Poor economic data results and today’s announcement of the Japanese budget have prompted speculation about further economic stimulus measures for Japan in the coming fiscal year. The Japanese government has already raised taxes and lowered interest rates to well below negative in a series of unpopular and in some cases unexpected moves to improve the country’s economic status. In 2014, the three percent tax increase took its toll on Japanese consumers and contributed to a recession. Another planned tax rate rise was originally mooted for October 2015, then delayed to April 2017; market commentators are speculating that this may be delayed once again.
According to recent figures from the Financial Times, Japan’s negative interest rates, still set at below -0.15 and unchanged following the last monetary policy committee meeting earlier this month, have led to savings of an annual figure of 80 billion yen, the equivalent of 707 million US dollars.
The Prime Minister of Japan, Shinzo Abe, has a difficult task ahead in balancing the country’s significant public debt with measures designed to increase spending and boost consumption, in order to improve the outlook for the Japanese economy and avoid another recession. In the slow moving global economic climate, he is also mindful of the role Japan has to play, and has stated his intentions to do his part and contribute to the collaboration set out by the G20 to better prepare other countries and help them to manage the risk of any changes to monetary and currency policies that will affect global market participants.

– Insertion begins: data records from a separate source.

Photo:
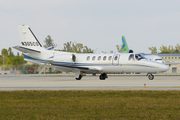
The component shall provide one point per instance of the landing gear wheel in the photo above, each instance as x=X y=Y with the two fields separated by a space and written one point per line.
x=80 y=76
x=150 y=76
x=103 y=76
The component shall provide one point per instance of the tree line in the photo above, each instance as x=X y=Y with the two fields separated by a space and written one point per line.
x=8 y=57
x=166 y=49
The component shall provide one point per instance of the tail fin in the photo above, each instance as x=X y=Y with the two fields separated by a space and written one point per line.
x=27 y=37
x=125 y=48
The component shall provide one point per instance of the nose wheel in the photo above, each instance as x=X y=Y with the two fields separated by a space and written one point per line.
x=150 y=76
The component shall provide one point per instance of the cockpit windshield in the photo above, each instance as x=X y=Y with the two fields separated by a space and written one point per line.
x=139 y=57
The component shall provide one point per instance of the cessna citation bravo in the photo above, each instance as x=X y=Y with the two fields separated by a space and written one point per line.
x=85 y=63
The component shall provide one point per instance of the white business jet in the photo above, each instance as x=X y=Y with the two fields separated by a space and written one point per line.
x=87 y=62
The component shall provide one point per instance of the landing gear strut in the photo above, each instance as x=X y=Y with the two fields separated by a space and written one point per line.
x=79 y=78
x=103 y=76
x=150 y=76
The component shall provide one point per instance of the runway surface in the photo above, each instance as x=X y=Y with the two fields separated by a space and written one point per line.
x=25 y=82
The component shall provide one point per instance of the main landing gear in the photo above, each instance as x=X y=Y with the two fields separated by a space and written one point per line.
x=150 y=76
x=103 y=76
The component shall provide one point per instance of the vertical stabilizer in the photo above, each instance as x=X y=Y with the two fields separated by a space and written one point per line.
x=125 y=48
x=27 y=37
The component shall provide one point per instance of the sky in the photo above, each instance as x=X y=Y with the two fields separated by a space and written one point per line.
x=98 y=24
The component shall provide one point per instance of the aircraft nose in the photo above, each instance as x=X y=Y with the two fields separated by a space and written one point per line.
x=164 y=68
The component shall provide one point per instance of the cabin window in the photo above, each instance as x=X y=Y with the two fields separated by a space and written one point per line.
x=99 y=58
x=104 y=58
x=139 y=57
x=157 y=59
x=115 y=58
x=131 y=56
x=110 y=57
x=94 y=57
x=88 y=58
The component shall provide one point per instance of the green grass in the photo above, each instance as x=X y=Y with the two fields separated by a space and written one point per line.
x=97 y=105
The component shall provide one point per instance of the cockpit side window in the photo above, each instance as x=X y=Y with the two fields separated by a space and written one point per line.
x=131 y=57
x=139 y=57
x=157 y=59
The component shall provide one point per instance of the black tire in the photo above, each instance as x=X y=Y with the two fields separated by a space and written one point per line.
x=101 y=77
x=151 y=77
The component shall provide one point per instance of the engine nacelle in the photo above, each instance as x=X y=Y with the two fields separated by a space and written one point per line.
x=130 y=51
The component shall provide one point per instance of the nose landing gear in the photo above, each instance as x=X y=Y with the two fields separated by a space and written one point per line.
x=103 y=76
x=150 y=76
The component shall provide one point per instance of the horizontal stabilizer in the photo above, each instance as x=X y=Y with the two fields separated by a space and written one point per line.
x=26 y=50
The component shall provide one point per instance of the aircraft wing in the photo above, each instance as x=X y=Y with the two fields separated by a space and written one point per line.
x=81 y=68
x=26 y=50
x=171 y=64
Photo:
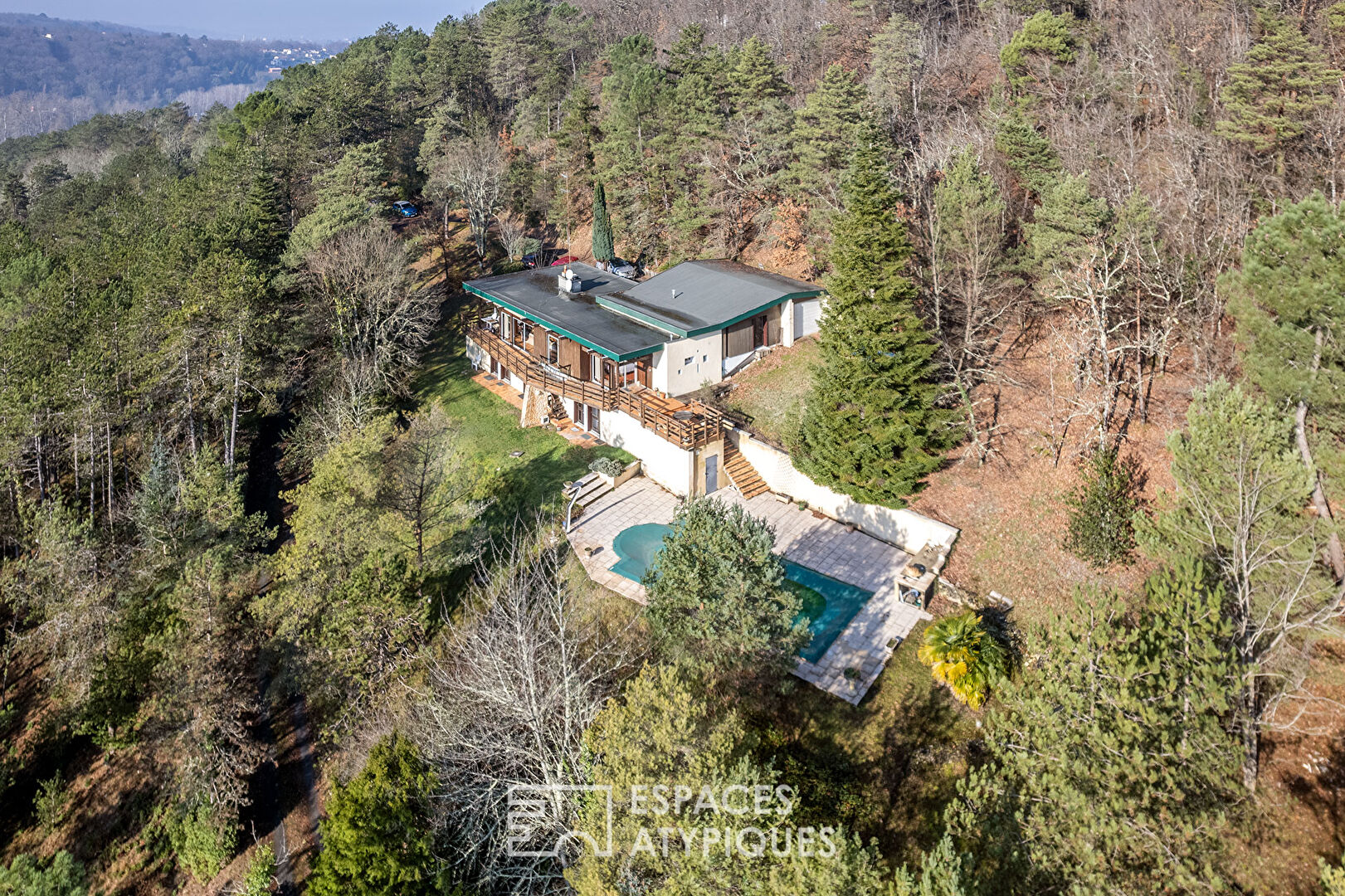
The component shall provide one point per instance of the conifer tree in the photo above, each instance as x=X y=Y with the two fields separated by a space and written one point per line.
x=1271 y=95
x=603 y=246
x=1110 y=764
x=377 y=837
x=870 y=426
x=1289 y=299
x=825 y=132
x=1065 y=225
x=756 y=75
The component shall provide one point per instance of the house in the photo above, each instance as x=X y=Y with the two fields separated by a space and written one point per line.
x=615 y=355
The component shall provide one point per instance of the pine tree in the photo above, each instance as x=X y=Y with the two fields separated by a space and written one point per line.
x=1289 y=300
x=603 y=241
x=1109 y=768
x=825 y=132
x=1065 y=226
x=870 y=426
x=717 y=590
x=1028 y=153
x=377 y=837
x=1271 y=95
x=1044 y=34
x=756 y=75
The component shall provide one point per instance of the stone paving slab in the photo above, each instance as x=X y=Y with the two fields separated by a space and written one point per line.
x=805 y=537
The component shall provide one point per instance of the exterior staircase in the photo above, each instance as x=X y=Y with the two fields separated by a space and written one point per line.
x=560 y=419
x=743 y=474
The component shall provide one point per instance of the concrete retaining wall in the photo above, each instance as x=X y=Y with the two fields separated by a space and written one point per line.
x=662 y=462
x=903 y=528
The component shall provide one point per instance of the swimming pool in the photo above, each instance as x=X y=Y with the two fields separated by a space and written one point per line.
x=829 y=604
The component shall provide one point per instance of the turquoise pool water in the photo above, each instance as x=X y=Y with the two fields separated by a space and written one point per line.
x=827 y=604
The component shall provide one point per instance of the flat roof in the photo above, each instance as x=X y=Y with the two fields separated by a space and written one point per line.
x=537 y=295
x=699 y=296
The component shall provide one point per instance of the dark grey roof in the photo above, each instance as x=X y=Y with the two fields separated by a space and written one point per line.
x=535 y=294
x=699 y=296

Sudden, drastic policy changes to stimulate flagging economies globally, including raising and dropping interest rates and capping and uncapping world currencies, have come under increased scrutiny in recent months and formed one of the key topics for discussion at last month’s G20 meeting, where representatives of the major global economies warned of the “unintended consequences” – the knock-on effects on global economies and markets – of such measures and how these could be avoided. The G20 made a commitment to greater cooperation and communication when planning to make any radical changes to economic, fiscal and currency policies that are likely to cause notable ripple effects across other global markets and their respective currencies.